Когда не хватает воздуха - [5]

Шрифт
Интервал

К бюрократическим новообразованиям и к всверливаемым ими в тело общества метастазам Кржижановский относился с саркастической яростью, которая, впрочем, не только не ослепляла, но, кажется, напротив — умножала его зоркость. Еще в двадцатых годах знаками времени у него становятся портфель и бумажка с подписью и печатью. В фантасмагории „Боковая ветка“ (1927–1928), действие которой происходит в иллюзорном мире „по ту сторону сна“, эпизодический персонаж, классифицируя „по-научному“ виды подушек, именует портфель подушкою, „навевающей последний сон“. В повести „Книжная закладка“ (1927) один из персонажей, ставший из живущего „хозяином жизни“, первым делом обзаводится портфелем и бумагами; и только случайно и на миг память тела — но не разум! — может вернуть его в те дни, когда он был еще не „товарищем Василием“, а просто Василием, веселым и спорым в работе плотником. В новелле „Тринадцатая категория рассудка“ (1927) некто неживой движется и действует среди живых бегущих „портфельями в портфелья, глаза растерявши“, ничем от них, по сути, не отличаясь и потому не привлекая к себе внимания, кроме эпизода, когда обнаруживается, что документ, удостоверяющий его личность, — свидетельство о смерти…

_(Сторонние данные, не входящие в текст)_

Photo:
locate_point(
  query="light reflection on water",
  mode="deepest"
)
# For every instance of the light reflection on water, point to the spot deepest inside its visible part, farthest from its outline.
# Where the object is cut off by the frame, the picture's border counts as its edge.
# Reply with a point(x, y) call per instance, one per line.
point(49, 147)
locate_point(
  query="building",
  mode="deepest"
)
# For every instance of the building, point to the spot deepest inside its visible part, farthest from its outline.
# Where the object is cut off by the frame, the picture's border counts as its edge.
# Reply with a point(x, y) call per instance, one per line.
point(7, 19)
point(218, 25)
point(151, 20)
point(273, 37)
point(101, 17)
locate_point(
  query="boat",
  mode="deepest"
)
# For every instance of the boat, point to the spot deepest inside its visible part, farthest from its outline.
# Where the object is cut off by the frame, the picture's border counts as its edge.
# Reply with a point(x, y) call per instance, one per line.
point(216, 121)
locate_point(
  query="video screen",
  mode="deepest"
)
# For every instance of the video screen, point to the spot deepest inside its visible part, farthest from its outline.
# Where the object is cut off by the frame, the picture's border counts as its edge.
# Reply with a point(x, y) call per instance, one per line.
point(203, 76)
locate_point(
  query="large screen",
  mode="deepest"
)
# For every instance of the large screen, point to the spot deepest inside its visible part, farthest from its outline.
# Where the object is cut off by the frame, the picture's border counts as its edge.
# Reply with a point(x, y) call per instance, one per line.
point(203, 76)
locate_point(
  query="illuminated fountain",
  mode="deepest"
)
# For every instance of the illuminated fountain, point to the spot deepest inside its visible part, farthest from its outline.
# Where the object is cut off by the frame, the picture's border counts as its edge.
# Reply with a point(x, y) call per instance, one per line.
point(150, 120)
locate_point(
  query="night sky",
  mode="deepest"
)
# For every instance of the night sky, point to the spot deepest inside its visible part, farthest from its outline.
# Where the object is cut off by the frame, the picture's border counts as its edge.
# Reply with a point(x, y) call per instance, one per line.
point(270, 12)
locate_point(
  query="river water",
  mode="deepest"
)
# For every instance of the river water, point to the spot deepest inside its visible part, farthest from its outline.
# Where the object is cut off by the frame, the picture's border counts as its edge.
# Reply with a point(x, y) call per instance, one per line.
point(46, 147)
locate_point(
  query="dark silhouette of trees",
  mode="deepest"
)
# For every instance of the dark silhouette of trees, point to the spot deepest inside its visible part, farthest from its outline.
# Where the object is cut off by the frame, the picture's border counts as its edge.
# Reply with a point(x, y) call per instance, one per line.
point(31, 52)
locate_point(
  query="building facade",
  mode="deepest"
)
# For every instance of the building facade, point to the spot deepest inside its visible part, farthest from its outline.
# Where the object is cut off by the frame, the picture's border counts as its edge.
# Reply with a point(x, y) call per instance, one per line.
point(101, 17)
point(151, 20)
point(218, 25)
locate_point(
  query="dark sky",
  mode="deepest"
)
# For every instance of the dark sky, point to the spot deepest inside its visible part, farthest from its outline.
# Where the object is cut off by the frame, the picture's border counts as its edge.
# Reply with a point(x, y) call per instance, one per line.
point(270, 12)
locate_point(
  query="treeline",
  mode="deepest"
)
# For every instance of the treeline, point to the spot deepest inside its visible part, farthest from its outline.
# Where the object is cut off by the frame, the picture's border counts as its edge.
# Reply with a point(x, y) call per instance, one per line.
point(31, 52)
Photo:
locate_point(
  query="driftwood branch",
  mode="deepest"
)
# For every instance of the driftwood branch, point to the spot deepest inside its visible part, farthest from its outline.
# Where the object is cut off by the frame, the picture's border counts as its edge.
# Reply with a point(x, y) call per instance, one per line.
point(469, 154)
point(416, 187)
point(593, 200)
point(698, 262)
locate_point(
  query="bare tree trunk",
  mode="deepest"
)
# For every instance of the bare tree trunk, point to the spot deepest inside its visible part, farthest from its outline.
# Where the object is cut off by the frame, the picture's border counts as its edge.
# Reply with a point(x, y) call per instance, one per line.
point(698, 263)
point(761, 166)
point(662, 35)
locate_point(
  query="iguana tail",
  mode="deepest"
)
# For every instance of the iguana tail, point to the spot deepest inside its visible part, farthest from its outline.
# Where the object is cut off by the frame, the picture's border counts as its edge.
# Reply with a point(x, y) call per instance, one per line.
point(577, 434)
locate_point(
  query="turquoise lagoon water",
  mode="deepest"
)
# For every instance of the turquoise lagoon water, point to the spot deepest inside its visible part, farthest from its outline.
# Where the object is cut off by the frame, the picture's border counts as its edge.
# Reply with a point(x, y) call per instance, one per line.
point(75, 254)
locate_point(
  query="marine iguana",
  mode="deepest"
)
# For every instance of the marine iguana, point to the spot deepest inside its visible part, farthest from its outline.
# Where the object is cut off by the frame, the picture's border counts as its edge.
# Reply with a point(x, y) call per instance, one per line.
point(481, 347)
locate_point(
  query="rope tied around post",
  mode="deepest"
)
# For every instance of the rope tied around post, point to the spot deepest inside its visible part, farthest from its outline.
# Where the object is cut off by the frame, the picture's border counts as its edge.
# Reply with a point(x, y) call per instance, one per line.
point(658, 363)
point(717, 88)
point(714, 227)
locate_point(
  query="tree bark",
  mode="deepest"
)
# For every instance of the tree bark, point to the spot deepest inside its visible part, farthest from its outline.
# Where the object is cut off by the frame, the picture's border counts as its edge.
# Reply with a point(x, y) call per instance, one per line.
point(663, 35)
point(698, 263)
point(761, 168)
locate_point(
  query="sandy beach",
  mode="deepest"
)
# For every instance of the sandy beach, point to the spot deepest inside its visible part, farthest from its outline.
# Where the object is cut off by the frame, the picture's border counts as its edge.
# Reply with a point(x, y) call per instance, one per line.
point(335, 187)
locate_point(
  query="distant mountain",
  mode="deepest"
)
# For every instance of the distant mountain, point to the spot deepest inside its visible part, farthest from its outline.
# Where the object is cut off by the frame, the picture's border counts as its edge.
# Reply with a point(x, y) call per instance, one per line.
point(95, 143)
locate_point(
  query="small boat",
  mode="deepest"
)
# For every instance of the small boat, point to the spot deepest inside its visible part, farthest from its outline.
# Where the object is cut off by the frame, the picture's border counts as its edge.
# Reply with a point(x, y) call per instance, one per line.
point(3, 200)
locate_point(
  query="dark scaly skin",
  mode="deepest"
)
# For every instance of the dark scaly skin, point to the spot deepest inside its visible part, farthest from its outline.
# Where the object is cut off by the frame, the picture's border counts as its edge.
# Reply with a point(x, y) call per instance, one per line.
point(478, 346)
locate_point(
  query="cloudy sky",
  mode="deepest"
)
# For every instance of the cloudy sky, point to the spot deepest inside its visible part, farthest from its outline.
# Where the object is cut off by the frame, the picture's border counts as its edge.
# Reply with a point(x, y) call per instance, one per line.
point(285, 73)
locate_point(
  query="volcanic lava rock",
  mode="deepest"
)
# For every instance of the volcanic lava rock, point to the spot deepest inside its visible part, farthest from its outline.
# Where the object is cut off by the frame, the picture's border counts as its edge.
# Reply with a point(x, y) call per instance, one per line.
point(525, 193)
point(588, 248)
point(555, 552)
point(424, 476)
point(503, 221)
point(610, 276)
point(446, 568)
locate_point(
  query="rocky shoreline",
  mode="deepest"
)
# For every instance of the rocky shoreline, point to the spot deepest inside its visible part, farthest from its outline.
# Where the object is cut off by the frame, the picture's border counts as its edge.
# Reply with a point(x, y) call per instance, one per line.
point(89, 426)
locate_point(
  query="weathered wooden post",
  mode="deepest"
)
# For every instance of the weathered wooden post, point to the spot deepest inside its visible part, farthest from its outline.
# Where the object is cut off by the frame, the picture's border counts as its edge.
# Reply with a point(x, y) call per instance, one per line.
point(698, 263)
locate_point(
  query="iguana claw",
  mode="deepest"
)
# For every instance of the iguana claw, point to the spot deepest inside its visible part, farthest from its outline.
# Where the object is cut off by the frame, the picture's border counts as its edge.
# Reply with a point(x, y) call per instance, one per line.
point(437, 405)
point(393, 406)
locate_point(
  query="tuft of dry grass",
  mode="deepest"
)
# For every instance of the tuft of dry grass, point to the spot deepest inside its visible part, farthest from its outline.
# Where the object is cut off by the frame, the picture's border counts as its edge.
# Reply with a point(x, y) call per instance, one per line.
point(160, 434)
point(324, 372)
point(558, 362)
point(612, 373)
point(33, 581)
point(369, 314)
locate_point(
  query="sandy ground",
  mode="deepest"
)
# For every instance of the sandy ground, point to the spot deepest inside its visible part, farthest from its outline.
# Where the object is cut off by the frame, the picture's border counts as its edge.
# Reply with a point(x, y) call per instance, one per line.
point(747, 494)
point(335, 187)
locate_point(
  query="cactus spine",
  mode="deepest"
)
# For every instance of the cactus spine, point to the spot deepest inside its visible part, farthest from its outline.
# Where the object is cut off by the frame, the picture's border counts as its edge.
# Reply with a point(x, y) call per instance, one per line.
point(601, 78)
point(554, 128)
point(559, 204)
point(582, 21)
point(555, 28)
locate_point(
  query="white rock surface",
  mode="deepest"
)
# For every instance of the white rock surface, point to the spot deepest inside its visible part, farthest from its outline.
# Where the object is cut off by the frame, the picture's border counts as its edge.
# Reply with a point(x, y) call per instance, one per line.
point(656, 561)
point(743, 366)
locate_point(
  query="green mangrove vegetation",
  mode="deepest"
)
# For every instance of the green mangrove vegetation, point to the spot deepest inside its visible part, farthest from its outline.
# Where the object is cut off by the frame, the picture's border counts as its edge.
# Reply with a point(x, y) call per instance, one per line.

Снова и снова обращаясь к этим знакам-символам, писатель тревожит напоминанием о том, что бюрократия — сон разума, порождающий чудовищ, выпускающий их из „беременного портфеля“, словно из ящика Пандоры.

Наших знаний о десятилетиях, вместивших творчество Кржижановского, достаточно сегодня, чтобы понять: шансов на официальное признание у этого писателя не было. Как не было их у Платонова, Замятина, Булгакова и других художников, которым ум, талант и совесть не позволяли возносить хвалы творящейся неправедности, либо хотя бы „эстетически и философски“ оправдывать ее. У которых вместо осанны выходила свифтианская сатира „Котлована“ и „Чевенгуpa“, „Мы“, „Мастера и Маргариты“, „Автобиографии трупа“. Новое „воспитание“ к ним не привилось.

„Разве сатира не есть искусство быть невоспитанным?“ (С. Кржижановский „Записные тетради“.)

Действительно, не верх ли бестактности: говорить мертвякам в лицо о том, что они мертвы!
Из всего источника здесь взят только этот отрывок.